[mono][llvm] Use llvm.minimum/maximum for scalar Math.Min/Max float ops#129593
Open
lewing wants to merge 2 commits into
Open
[mono][llvm] Use llvm.minimum/maximum for scalar Math.Min/Max float ops#129593lewing wants to merge 2 commits into
lewing wants to merge 2 commits into
Conversation
The scalar OP_FMIN/OP_FMAX/OP_RMIN/OP_RMAX lowering in the Mono LLVM
backend used `fcmp ULE/UGE + select`. That sequence has two problems:
1. **Wrong NaN semantics.** With LLVMRealULE, ULE(NaN, x) is true so
select returns lhs=NaN, but ULE(x, NaN) is also true so select
returns lhs=x. That makes `Math.Min(x, NaN)` return `x` on every
Mono+LLVM target, violating Math.Min/MathF.Min/IEEE 754-2019
`minimum` semantics ("if either input is NaN, NaN is returned").
2. **AArch64 backend miscompile.** Under LLVM 23 (the toolchain that
arrives via emsdk 5.0.6, see dotnet#129299), the AArch64 ISel matches
`select(fcmp ogt/ult/... a, b), b, a` and lowers it to
`fminnm`/`fmaxnm` (IEEE 754-2008 minNum/maxNum, NaN-suppressing),
which returns the non-NaN operand for any NaN input. The
resulting NaN-suppression silently miscompiles the System.Half
software conversion path (`Half.op_Explicit(float)`), turning
`Half.AcosPi(NaN)`, `Half.Lerp(+inf, -inf, t)`,
`Math.Min(NaN, x) -> Half`, etc. into +/-Infinity instead of NaN
and causing 30 HalfTests failures on iossimulator-arm64 with
LLVM 23 (issue dotnet#129507).
Fix:
* Add llvm.minimum / llvm.maximum intrinsics for f32/f64 to
llvm-intrinsics.h. Both have existed in LLVM since v12, so all
toolchains currently in use have them.
* Split the scalar OP_FMIN/FMAX/RMIN/RMAX cases out of the shared
integer min/max group in mini-llvm.c and emit them via
llvm.minimum.f32 / llvm.maximum.f32 (and f64) instead of fcmp+select.

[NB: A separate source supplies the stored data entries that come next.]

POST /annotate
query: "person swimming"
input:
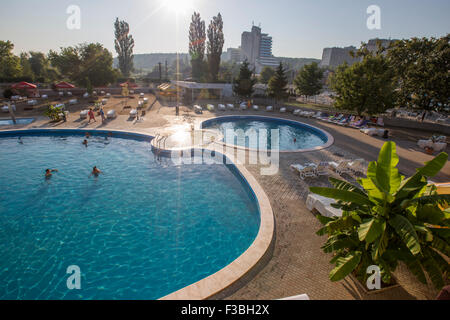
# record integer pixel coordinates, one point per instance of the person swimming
(48, 172)
(95, 172)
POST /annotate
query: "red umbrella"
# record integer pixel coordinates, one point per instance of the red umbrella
(64, 85)
(130, 84)
(23, 85)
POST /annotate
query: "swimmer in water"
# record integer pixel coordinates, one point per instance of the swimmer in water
(48, 172)
(95, 172)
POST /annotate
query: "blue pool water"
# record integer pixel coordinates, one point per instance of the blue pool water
(9, 122)
(292, 135)
(141, 230)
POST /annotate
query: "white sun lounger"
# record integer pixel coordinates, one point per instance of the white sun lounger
(356, 165)
(198, 109)
(133, 113)
(83, 114)
(305, 171)
(322, 205)
(341, 166)
(111, 114)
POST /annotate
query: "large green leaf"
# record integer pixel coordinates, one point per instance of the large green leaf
(406, 231)
(371, 229)
(348, 196)
(345, 265)
(388, 178)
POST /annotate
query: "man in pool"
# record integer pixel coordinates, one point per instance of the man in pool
(95, 172)
(48, 173)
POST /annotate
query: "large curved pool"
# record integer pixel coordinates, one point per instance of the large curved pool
(293, 135)
(142, 230)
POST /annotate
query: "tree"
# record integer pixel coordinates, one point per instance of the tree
(366, 86)
(9, 63)
(197, 38)
(391, 219)
(215, 46)
(124, 44)
(243, 84)
(266, 74)
(421, 67)
(277, 87)
(309, 80)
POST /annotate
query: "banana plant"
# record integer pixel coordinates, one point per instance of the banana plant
(389, 219)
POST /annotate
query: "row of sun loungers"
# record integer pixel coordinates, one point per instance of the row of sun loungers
(323, 168)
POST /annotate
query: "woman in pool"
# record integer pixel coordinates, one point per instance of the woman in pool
(48, 173)
(95, 172)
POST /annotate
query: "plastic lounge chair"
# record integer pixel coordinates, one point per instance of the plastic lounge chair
(84, 114)
(308, 170)
(111, 114)
(133, 113)
(341, 166)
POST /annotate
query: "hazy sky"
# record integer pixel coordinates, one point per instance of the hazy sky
(300, 28)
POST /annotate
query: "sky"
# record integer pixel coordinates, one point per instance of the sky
(300, 28)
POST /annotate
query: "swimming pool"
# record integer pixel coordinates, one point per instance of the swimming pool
(9, 122)
(293, 135)
(141, 230)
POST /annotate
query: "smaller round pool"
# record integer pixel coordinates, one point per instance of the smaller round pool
(293, 135)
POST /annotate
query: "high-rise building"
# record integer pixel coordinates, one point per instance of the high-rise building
(256, 48)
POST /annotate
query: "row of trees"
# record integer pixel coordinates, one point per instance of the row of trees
(410, 73)
(206, 70)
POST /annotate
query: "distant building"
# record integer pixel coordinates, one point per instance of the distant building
(334, 57)
(256, 48)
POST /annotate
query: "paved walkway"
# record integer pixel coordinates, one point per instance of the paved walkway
(298, 265)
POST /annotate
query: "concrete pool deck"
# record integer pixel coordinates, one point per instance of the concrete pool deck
(297, 265)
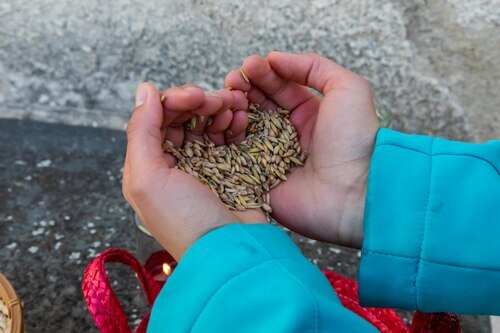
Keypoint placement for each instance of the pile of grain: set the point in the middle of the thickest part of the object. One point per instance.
(242, 174)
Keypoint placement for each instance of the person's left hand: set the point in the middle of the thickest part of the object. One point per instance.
(175, 207)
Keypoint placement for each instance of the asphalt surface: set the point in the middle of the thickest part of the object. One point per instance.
(61, 204)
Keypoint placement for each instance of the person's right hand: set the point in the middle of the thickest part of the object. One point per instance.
(324, 199)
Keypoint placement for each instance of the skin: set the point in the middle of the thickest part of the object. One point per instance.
(323, 200)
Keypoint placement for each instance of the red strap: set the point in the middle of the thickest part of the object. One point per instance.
(109, 317)
(101, 301)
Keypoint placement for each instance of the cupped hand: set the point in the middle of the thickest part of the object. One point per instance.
(175, 207)
(324, 199)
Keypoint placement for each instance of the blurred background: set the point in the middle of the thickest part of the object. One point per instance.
(433, 66)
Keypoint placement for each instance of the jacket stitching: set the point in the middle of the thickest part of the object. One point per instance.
(246, 271)
(431, 261)
(426, 218)
(497, 169)
(313, 302)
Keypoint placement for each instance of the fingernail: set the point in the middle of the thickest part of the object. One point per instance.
(245, 77)
(141, 95)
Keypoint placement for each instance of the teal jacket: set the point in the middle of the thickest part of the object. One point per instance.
(431, 242)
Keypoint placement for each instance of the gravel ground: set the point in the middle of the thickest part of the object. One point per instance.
(61, 204)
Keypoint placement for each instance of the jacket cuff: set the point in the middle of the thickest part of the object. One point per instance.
(395, 209)
(209, 263)
(429, 229)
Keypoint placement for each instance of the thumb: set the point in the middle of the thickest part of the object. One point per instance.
(144, 129)
(314, 71)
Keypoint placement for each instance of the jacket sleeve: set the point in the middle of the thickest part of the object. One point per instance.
(249, 278)
(432, 226)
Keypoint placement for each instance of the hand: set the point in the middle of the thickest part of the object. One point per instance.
(324, 199)
(175, 207)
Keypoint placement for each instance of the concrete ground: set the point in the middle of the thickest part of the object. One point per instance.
(62, 205)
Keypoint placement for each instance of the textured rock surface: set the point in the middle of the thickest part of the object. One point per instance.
(433, 64)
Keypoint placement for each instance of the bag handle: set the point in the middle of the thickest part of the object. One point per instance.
(103, 305)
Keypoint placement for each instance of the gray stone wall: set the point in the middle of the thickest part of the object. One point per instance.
(433, 64)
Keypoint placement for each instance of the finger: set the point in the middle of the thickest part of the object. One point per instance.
(257, 96)
(220, 123)
(234, 80)
(236, 131)
(144, 131)
(175, 135)
(180, 99)
(240, 101)
(313, 70)
(212, 104)
(285, 93)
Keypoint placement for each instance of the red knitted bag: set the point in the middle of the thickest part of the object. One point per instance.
(109, 316)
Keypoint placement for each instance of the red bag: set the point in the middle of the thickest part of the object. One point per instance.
(109, 317)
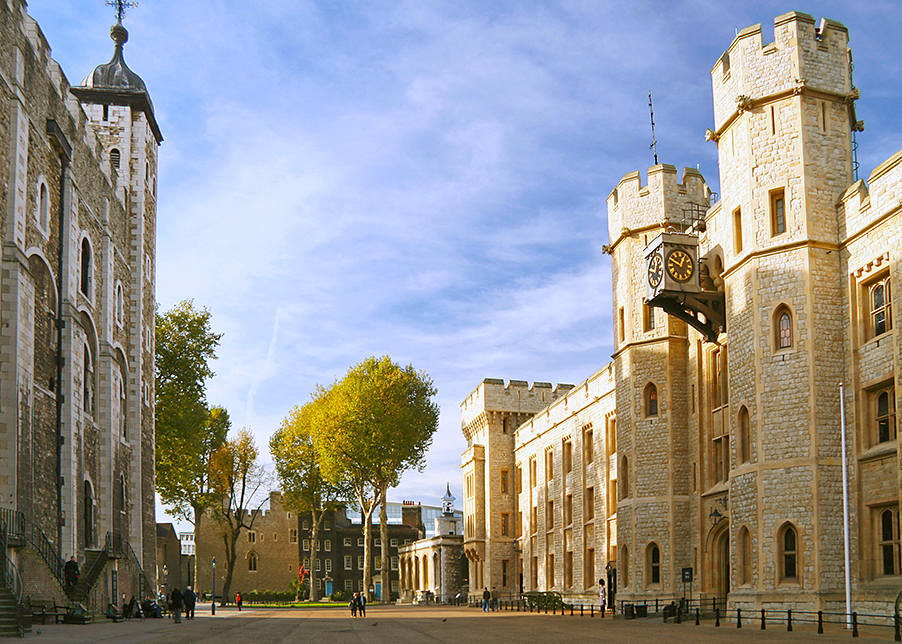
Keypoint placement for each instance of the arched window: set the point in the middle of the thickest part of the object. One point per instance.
(653, 564)
(783, 328)
(745, 556)
(880, 307)
(745, 439)
(789, 553)
(889, 541)
(624, 566)
(86, 267)
(89, 514)
(651, 400)
(88, 382)
(44, 207)
(623, 475)
(120, 304)
(123, 409)
(886, 416)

These intrinsics are documented as NaN-propagating (IEEE 754-2019),
which matches the .NET BCL spec, and on AArch64 they lower to
`fmin`/`fmax` (also NaN-propagating, not `fminnm`/`fmaxnm`).
* In intrinsics.c, remove the `mono_use_fast_math` gate on the
Math.Min/Max(float|double) recognition. The gate existed because
the old lowering had wrong NaN behavior; with llvm.minimum the
lowering is NaN-correct, so the gate is no longer needed.
Removing it also makes the scalar intrinsic fire for the common
case (which is what fixes the Half miscompile: the C# `Math.Min`
body's `IsNaN(val1)` guard is otherwise stripped by LLVM after
inlining into call sites with a constant `val1`, exposing the
buggy `select` pattern to the AArch64 backend).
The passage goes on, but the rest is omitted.